The pdf file itself can be linked to the Endnote database so that you can instantly retrieve the article. Whilst keeping such a database might seem to be time consuming it is an invaluable resource. First, you have all your references to hand. Second, and more importantly you have a record of why you considered it important. Third, if a student needs references for their reading you can instantly retrieve the ones you think important and send them the reference, the pdf or both.
Finding people to undertake your research with is always challenging and depends on the exact nature of the research. Most researchers recruit people opportunistically from people they know or have met. The latter may well be teachers who have attended in-service courses or Master's students. Persuading teachers to participate in research is not straightforward. Teachers are busy people and your research is not their priority. Thus before asking somebody to participate in your research you need to think through your answer to their question which is likely to be ‘What is in it for me? There is a range of answers to this - it might be an opportunity to get better data about their students; to contribute to the development of a research idea themselves; to try something new or to develop themselves professionally. The important thing is that you do have an answer to this question.
Another consideration that you will be faced with is that of gaining ethical approval for your research. In most cases, if your work is judged to be low or medium risk, this is relatively unproblematic but you will need consent from the participants. For these reasons, when starting out with research it is often best to do something exploratory which involves only one teacher or one class to minimize the administrative problems.
Many universities have their own research start-up funds which are designed to support such studies giving you a small amount of financial assistance for either administrative support or buy out of teaching for things such as critical days when you have to get into a school. Do ask and apply for such funds as you will need all the support that you can get.

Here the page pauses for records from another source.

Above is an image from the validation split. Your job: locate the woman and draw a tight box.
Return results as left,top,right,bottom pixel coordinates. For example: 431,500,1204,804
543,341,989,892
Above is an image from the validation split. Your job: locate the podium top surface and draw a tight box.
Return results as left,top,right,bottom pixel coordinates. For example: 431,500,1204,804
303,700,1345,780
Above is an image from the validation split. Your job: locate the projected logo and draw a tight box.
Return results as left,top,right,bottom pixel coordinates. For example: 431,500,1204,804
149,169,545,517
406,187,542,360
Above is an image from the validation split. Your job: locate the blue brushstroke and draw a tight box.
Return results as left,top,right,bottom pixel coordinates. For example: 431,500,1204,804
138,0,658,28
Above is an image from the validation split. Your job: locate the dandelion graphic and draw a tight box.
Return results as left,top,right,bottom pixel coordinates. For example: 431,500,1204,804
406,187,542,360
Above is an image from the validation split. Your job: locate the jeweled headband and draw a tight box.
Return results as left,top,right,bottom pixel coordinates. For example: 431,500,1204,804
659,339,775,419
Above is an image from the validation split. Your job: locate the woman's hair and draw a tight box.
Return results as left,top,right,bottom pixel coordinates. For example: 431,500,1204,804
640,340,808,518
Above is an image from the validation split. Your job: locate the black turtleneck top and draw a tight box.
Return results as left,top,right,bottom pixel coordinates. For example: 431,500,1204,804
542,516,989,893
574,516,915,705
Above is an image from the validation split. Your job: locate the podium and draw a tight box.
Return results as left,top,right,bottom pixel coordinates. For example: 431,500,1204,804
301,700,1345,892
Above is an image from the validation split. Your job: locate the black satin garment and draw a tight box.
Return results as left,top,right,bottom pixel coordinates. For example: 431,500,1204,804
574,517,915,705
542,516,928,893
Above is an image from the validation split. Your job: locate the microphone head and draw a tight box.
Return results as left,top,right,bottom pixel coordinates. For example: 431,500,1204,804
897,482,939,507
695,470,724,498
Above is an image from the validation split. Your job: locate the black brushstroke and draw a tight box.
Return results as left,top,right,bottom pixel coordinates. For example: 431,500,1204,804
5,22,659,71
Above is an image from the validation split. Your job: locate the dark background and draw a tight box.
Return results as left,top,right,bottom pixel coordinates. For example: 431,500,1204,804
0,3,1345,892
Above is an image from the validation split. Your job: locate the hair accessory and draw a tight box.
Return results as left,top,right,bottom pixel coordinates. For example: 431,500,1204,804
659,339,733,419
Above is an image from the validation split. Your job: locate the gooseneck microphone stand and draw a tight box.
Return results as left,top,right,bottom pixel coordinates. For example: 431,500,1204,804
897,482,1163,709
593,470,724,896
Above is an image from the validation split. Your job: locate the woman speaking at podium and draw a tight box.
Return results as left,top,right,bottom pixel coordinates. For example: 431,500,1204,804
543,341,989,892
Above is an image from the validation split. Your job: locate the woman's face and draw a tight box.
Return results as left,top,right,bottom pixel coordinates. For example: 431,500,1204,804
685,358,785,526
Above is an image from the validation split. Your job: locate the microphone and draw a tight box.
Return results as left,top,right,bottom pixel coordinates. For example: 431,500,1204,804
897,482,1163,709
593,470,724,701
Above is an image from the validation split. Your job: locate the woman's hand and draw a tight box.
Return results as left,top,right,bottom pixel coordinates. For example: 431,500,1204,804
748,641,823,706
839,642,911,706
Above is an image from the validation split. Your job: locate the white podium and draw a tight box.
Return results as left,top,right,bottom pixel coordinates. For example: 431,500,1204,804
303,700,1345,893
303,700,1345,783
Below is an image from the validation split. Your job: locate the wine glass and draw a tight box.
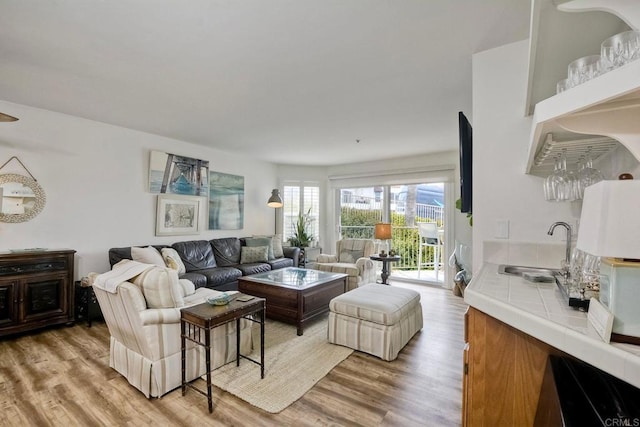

Finally, look to see if you can find a collaborator to work with - either in your own institution or another. When working with someone else, your ideas benefit from your mutual but often differing perspectives on the problem, the critiques you offer of each other's ideas and your mutual enthusiasm. It is really very hard to be a lone researcher and collaboration really helps to sustain your work.
There is no easy answer to this question. The methods you choose are highly dependent on your research question. The important thing is to be open to different methodologies rather than carrying prejudices about any particular methods. It would be fair to say that a lot of educational research is dominated by qualitative research - some of which does not have a good reputation because of its lack of rigour. The place to start is by undertaking a self-audit of what research skills you have. If you really are a beginner, it is a good idea to attend the courses that are offered in your own institution. You can learn much more from a well-taught course than you ever will from reading some standard tome on research methods as these are usually taught by experienced researcher.
It is important to realise that there are software tools for undertaking research and that you need to acquire the skills of how to use these. For quantitative research the standard tool is SPSS. Although this has its own strange quirks, it really does much more than an Excel spreadsheet. It is best learnt when used in conjunction with a course on either exploratory or confirmatory data analysis - preferably both. And the earlier you get to grips with such tools, the longer you will have to become really competent.
For qualitative research, you will need to learn how to interview people, design an interview schedule and then analyse the data. When it comes to interviewing people, this is not a simple straightforward task but does require training. See if you can find a course locally you can attend. It will improve your confidence considerably and you will at least have a good idea of what you are supposed to do. Conducting interviews requires equipment - either tape recorders or video recorders - and there are many lessons to be learnt about ensuring that these work, that the batteries are fresh, and that you have spares.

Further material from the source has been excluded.